Es el Iugar común de la amistad cultural: la gente se conoce de toda la vida, se abraza, y a partir del primer conocimiento ya todo el mundo es amigo de todo el mundo. El escritor, el pintor o el arquitecto pasan por Madrid -o por Barcelona, aunque ya la gente pasa por más sitios en España-, reparte un par de agasajos, se va a su sitio y deja aquí a miles de lugareños extasiados ante la prueba duradera de la amistad del visitante.
Había un mexicano de los años ochenta que se encontraba con sus amigos del Zócalo y les decía:
-El presidente Salinas tiene mucho gusto en conocerme.

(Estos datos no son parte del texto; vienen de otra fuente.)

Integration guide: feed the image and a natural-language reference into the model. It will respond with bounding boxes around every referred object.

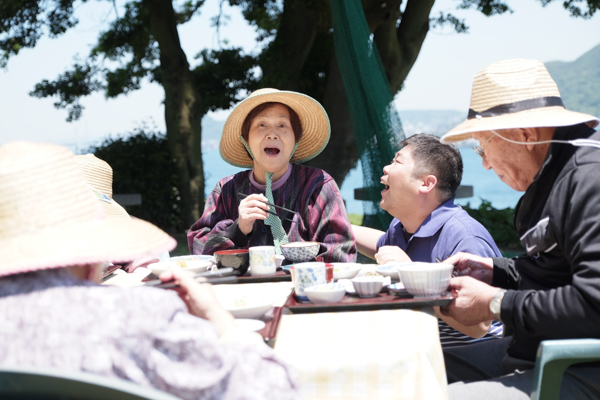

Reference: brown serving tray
[142,271,292,284]
[236,271,292,283]
[284,291,454,314]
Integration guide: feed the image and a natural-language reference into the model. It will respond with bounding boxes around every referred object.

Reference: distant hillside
[545,45,600,117]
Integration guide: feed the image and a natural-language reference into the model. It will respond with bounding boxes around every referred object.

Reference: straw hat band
[467,96,565,119]
[0,153,102,239]
[442,60,599,143]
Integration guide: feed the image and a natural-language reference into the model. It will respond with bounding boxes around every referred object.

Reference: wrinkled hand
[375,246,411,265]
[440,276,498,326]
[238,193,269,235]
[160,270,235,335]
[444,253,494,285]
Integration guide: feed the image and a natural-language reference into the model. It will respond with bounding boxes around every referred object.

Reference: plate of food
[148,256,214,276]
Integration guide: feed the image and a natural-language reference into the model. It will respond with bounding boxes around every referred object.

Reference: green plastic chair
[531,339,600,400]
[0,366,180,400]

-Hombre, ¿y cómo lo sabes?
-Porque siempre que me ve en las recepciones me dice: "Mucho gusto".
Juan Rulfo, al que acudieron como moscas los amigos versátiles desde que fue notoria su fama literaria, le dijo un día, al venezolano Adriano González León:
-Ven acá y defiéndeme de ésos, que dicen que son mis amigos y lo único que hacen es reprocharme que no escriba más.
Ahora se ve en Madrid la primera casa de ese maravilloso solitario, pintada por José Hernández y expuesta en el Instituto de México (Carrera de San Jerónimo, 46). Una casa llena de las hierbas que da el tiempo y que él atesoró a lo largo de la vida como la convocatoria de un regreso.
Huía de los otros como de las moscas y se sabía amigo de muy poca gente, pero todo el mundo lo dijo alguna vez:
-¿Rulfo? Es muy amigo mío.
Borges, al que la Casa de América también le ha rendido esta semana la pleitesía que este país le debe a un gran genio del sueño y del ensueño, también era muy propicio para la práctica de la amistad cultural de carácter instantáneo. Como era ciego, además, él mismo simulaba más conocimiento que el deseado por el amigo de toda la vida:
-Ah, es usted, claro, cómo se me va a olvidar su voz.
Era un bromista excepcional, y dos horas con él podían dar, en efecto, la sensación de que sólo un tanto por ciento muy relativo de su genio era el que estaba en los libros, porque conversaba como fuera un mago de las leyendas, de las lenguas y de la vida inmortal: parecía que no había nacido nunca ni se iba a morir jamás. Ahora que un gran borgólogo, Marcos-Ricardo Barnatán, va a publicar una larga biografía del autor del Libro de arena, sabremos más de esa capacidad borgiana para darle a la realidad de la charla la sensación de la obra de arte. Pero siempre se recordará, entre todas las anécdotas de Borges, la que simboliza su manera de relativizar la amistad y el conocimiento:
-¿Gerardo Diego? ¿Usted es Gerardo Diego? ¿Será Gerardo o será Diego?
Borges, a veces, sometía a pruebas inclementes a los amigos ocasionales cuando estaba solo en medio de la cúpula del Palace, donde mejor veía la luz. Les decía, nada más escucharles los primeros elogios al maestro:
-¿Y usted no me acompañaría al baño?
No era el único en someter a la prueba del baño a los escritores noveles o a los periodistas imberbes; este cronista se vio en la circunstancia de acompañar al váter, por este orden, a Neruda, a Cela, al propio Borges y a María Zambrano. No es una prueba de amistad, claro, ni de nada; pero por menos uno escucha al mecánico que alguna vez le arregló el coche, o al acosador sexual que un día le vio abandonar el váter que es muy amigo, y así sucesivamente de Umberto Eco, de Octavio Paz o de Julia Kristeva.
¿Somos amigos de todo el mundo, como era Kim de la India? Es un lugar común del lenguaje cultural, que hay que poner siempre en su sitio, porque la amistad es una gimnasia, antigua, a la que la cultura -la cultura que más ruido hace, la que conocemos- le quita el oro. Así que es bueno ver que en el horizonte de lo que sucede a veces pasan cosas que nos hacen decir de veras que le ha ocurrido algo bueno a alguien al que ciertamente se le puede aplicar la muletilla, porque, en efecto, Fernando G. Delgado, el último Premio Planeta -"el primer Planeta de Canarias"-, es muy amigo mío.